8. In light of these failings I conclude that the case should be remitted to the FtT so that factual findings can be made on the claimants' likely circumstances on return to Nigeria. It will be open to the claimants to produce further evidence. If (since the issue has now been raised) the first claimant wishes to rely on risk to her daughter of FGM she should submit a further witness statement detailing why such a risk is said to exist and why it would not be avoidable.
9. Whilst the next FtT judge may well decide (like Judge Frankish) to accept that the first claimant has been in an abusive relationship it would still be necessary to consider whether previous adverse findings made on her credibility should continue to apply against her when assessing her claim about family circumstances in Nigeria.
10. For the above reasons:
The decision of the FtT judge is set aside for material error of law.
The case is remitted to be heard by the FtT (not before Judge Frankish).

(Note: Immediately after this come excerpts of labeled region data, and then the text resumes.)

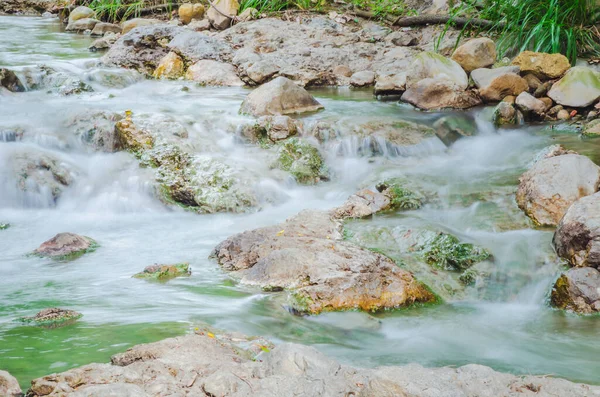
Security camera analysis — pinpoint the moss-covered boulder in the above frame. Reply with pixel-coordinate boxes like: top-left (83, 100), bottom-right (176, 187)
top-left (133, 263), bottom-right (192, 281)
top-left (20, 307), bottom-right (82, 328)
top-left (272, 138), bottom-right (329, 185)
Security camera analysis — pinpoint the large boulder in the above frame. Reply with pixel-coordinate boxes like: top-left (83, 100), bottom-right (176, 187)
top-left (402, 77), bottom-right (481, 110)
top-left (185, 59), bottom-right (244, 87)
top-left (512, 51), bottom-right (571, 80)
top-left (548, 66), bottom-right (600, 108)
top-left (452, 37), bottom-right (496, 73)
top-left (550, 267), bottom-right (600, 314)
top-left (517, 154), bottom-right (600, 226)
top-left (212, 210), bottom-right (435, 314)
top-left (206, 0), bottom-right (240, 30)
top-left (240, 77), bottom-right (323, 116)
top-left (406, 52), bottom-right (469, 91)
top-left (33, 233), bottom-right (98, 260)
top-left (0, 370), bottom-right (23, 397)
top-left (553, 193), bottom-right (600, 270)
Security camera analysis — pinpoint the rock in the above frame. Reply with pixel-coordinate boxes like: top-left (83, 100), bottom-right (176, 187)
top-left (471, 66), bottom-right (528, 102)
top-left (33, 233), bottom-right (98, 260)
top-left (133, 263), bottom-right (192, 281)
top-left (92, 22), bottom-right (121, 36)
top-left (553, 191), bottom-right (600, 269)
top-left (212, 210), bottom-right (435, 314)
top-left (0, 68), bottom-right (25, 92)
top-left (350, 70), bottom-right (375, 87)
top-left (548, 66), bottom-right (600, 108)
top-left (452, 37), bottom-right (496, 73)
top-left (185, 59), bottom-right (244, 87)
top-left (272, 138), bottom-right (329, 185)
top-left (515, 92), bottom-right (550, 117)
top-left (512, 51), bottom-right (571, 80)
top-left (65, 18), bottom-right (100, 32)
top-left (121, 18), bottom-right (164, 35)
top-left (29, 330), bottom-right (600, 397)
top-left (240, 77), bottom-right (323, 117)
top-left (69, 6), bottom-right (96, 24)
top-left (0, 370), bottom-right (23, 397)
top-left (152, 51), bottom-right (185, 79)
top-left (178, 3), bottom-right (204, 25)
top-left (206, 0), bottom-right (240, 30)
top-left (21, 307), bottom-right (82, 328)
top-left (550, 267), bottom-right (600, 314)
top-left (517, 154), bottom-right (600, 226)
top-left (406, 52), bottom-right (469, 91)
top-left (402, 77), bottom-right (481, 110)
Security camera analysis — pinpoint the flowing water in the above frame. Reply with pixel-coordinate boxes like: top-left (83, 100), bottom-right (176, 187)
top-left (0, 16), bottom-right (600, 386)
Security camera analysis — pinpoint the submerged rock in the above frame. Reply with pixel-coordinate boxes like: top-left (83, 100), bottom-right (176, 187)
top-left (212, 210), bottom-right (435, 314)
top-left (33, 233), bottom-right (98, 260)
top-left (29, 330), bottom-right (600, 397)
top-left (240, 77), bottom-right (323, 117)
top-left (516, 154), bottom-right (600, 226)
top-left (133, 263), bottom-right (192, 281)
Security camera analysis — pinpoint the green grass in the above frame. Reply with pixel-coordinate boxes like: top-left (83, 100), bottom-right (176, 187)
top-left (442, 0), bottom-right (600, 64)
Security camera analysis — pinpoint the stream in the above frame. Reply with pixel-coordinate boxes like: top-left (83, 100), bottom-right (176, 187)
top-left (0, 16), bottom-right (600, 388)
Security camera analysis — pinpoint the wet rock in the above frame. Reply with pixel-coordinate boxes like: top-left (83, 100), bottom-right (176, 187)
top-left (553, 190), bottom-right (600, 269)
top-left (548, 66), bottom-right (600, 108)
top-left (206, 0), bottom-right (240, 30)
top-left (21, 307), bottom-right (82, 328)
top-left (133, 263), bottom-right (192, 281)
top-left (517, 154), bottom-right (600, 226)
top-left (178, 3), bottom-right (204, 25)
top-left (212, 211), bottom-right (435, 314)
top-left (452, 37), bottom-right (496, 73)
top-left (272, 138), bottom-right (329, 185)
top-left (512, 51), bottom-right (571, 80)
top-left (550, 267), bottom-right (600, 314)
top-left (402, 77), bottom-right (481, 110)
top-left (0, 370), bottom-right (23, 397)
top-left (0, 68), bottom-right (25, 92)
top-left (33, 233), bottom-right (98, 260)
top-left (350, 70), bottom-right (375, 87)
top-left (121, 18), bottom-right (164, 34)
top-left (240, 77), bottom-right (323, 117)
top-left (152, 51), bottom-right (185, 79)
top-left (92, 22), bottom-right (121, 36)
top-left (65, 18), bottom-right (100, 32)
top-left (69, 6), bottom-right (96, 24)
top-left (185, 59), bottom-right (244, 87)
top-left (406, 52), bottom-right (469, 91)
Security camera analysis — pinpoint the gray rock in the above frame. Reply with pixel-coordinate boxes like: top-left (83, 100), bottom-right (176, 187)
top-left (517, 154), bottom-right (600, 226)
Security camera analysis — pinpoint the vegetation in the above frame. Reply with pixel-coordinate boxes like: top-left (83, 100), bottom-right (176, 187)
top-left (448, 0), bottom-right (600, 64)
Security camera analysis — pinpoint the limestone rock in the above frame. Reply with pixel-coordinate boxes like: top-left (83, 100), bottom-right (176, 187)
top-left (207, 0), bottom-right (240, 30)
top-left (240, 77), bottom-right (323, 116)
top-left (33, 233), bottom-right (97, 260)
top-left (550, 267), bottom-right (600, 314)
top-left (553, 191), bottom-right (600, 269)
top-left (402, 77), bottom-right (481, 110)
top-left (406, 52), bottom-right (469, 91)
top-left (185, 59), bottom-right (244, 87)
top-left (452, 37), bottom-right (496, 73)
top-left (178, 3), bottom-right (204, 25)
top-left (548, 66), bottom-right (600, 108)
top-left (512, 51), bottom-right (571, 80)
top-left (152, 51), bottom-right (185, 79)
top-left (517, 154), bottom-right (600, 226)
top-left (213, 210), bottom-right (435, 314)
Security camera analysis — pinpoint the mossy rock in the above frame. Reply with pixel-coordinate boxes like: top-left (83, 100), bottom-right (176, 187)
top-left (273, 138), bottom-right (328, 185)
top-left (133, 263), bottom-right (192, 281)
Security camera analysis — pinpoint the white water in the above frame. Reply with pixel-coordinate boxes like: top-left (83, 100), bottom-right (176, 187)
top-left (0, 17), bottom-right (600, 384)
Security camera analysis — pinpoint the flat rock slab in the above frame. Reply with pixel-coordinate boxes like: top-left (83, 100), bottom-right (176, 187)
top-left (212, 210), bottom-right (436, 314)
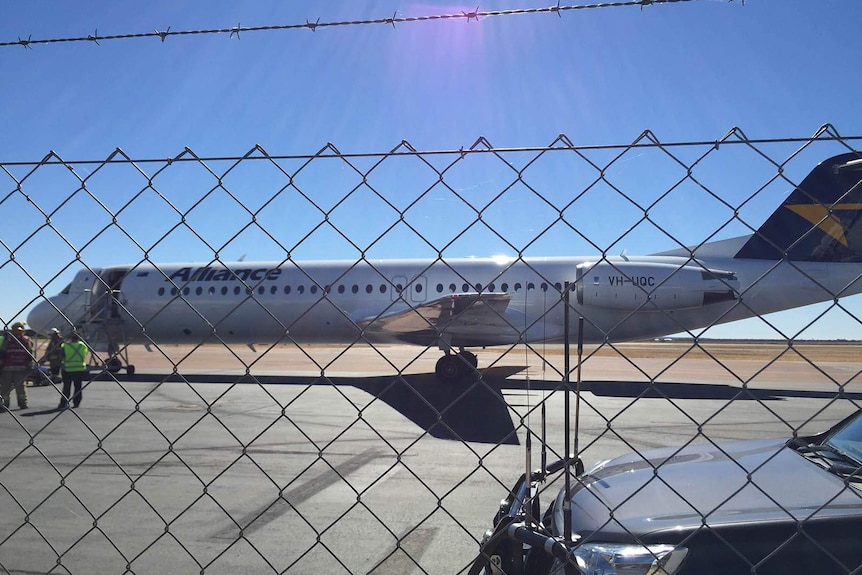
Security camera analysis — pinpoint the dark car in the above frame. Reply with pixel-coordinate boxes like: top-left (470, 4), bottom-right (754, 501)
top-left (470, 411), bottom-right (862, 575)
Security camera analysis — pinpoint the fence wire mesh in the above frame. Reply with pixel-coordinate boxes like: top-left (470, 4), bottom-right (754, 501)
top-left (0, 126), bottom-right (862, 573)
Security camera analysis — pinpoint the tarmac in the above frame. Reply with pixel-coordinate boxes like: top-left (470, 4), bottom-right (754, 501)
top-left (0, 344), bottom-right (862, 574)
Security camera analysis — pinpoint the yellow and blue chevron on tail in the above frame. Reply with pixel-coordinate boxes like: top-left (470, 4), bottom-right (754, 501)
top-left (734, 152), bottom-right (862, 262)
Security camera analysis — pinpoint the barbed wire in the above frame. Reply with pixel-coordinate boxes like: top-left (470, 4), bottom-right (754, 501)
top-left (0, 0), bottom-right (745, 48)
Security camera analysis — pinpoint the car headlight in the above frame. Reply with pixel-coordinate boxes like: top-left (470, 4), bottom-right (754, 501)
top-left (551, 543), bottom-right (688, 575)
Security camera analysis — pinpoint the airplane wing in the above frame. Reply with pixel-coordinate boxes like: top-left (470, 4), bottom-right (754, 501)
top-left (357, 293), bottom-right (517, 346)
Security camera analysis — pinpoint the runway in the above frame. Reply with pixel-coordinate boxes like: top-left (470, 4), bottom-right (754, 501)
top-left (0, 343), bottom-right (862, 574)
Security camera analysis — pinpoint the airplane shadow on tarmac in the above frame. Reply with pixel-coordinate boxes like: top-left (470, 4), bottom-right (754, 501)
top-left (108, 366), bottom-right (862, 445)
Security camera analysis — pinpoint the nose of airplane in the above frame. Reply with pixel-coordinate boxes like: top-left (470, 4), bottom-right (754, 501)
top-left (27, 300), bottom-right (58, 335)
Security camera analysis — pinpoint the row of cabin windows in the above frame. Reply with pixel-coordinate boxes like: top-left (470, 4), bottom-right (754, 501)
top-left (159, 282), bottom-right (563, 296)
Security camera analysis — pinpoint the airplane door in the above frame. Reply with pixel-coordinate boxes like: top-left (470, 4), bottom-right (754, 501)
top-left (410, 276), bottom-right (428, 303)
top-left (390, 276), bottom-right (407, 301)
top-left (89, 268), bottom-right (129, 322)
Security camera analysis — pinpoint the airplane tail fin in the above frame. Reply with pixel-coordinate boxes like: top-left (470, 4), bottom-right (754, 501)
top-left (734, 152), bottom-right (862, 262)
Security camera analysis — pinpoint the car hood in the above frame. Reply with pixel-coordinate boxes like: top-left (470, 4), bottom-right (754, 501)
top-left (554, 439), bottom-right (862, 541)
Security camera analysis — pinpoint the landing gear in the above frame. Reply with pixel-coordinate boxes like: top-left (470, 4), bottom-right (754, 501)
top-left (434, 349), bottom-right (479, 381)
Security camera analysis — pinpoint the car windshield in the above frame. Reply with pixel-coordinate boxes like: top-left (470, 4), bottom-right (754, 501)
top-left (824, 413), bottom-right (862, 465)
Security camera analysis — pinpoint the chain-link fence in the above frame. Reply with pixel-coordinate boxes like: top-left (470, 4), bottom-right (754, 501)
top-left (0, 126), bottom-right (862, 573)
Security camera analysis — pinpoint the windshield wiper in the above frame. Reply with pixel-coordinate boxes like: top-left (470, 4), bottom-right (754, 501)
top-left (797, 443), bottom-right (862, 481)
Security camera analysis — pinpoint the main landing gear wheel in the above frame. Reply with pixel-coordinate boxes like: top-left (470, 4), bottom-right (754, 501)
top-left (434, 350), bottom-right (479, 381)
top-left (434, 354), bottom-right (466, 381)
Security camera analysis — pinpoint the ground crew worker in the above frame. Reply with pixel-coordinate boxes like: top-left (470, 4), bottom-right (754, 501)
top-left (36, 327), bottom-right (63, 385)
top-left (0, 321), bottom-right (35, 411)
top-left (57, 332), bottom-right (89, 409)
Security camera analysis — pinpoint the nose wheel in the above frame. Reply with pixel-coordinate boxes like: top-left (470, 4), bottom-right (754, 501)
top-left (434, 350), bottom-right (479, 381)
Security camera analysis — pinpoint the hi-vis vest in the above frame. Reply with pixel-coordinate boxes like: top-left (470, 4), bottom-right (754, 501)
top-left (62, 341), bottom-right (87, 371)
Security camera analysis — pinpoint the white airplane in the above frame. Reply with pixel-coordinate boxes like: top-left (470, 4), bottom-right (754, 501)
top-left (28, 153), bottom-right (862, 380)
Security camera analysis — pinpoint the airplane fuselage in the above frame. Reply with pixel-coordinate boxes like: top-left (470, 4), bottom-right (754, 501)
top-left (30, 255), bottom-right (862, 347)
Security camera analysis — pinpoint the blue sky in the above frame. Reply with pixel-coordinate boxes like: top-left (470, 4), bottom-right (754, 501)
top-left (0, 0), bottom-right (862, 338)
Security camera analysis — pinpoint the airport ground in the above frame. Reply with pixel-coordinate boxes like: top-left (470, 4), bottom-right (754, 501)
top-left (0, 342), bottom-right (862, 574)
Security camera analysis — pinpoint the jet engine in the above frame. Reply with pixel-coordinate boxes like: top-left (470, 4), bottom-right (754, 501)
top-left (577, 261), bottom-right (739, 311)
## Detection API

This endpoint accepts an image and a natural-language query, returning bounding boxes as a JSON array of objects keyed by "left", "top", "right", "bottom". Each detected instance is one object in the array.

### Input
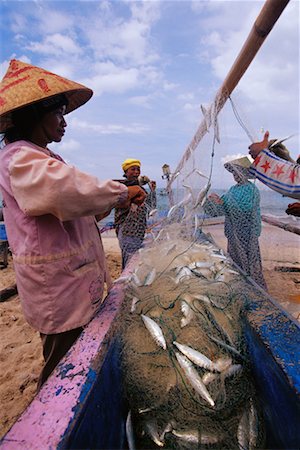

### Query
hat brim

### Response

Direction Regarding Anonymity - Rule 14 of the Tribunal Procedure (Upper Tribunal) Rules 2008
Unless and until a Tribunal or court directs otherwise, the second appellant is granted anonymity. No report of these proceedings shall directly or indirectly identify her or any member of their family. This direction applies both to the appellants and to the respondent. Failure to comply with this direction could lead to contempt of court proceedings.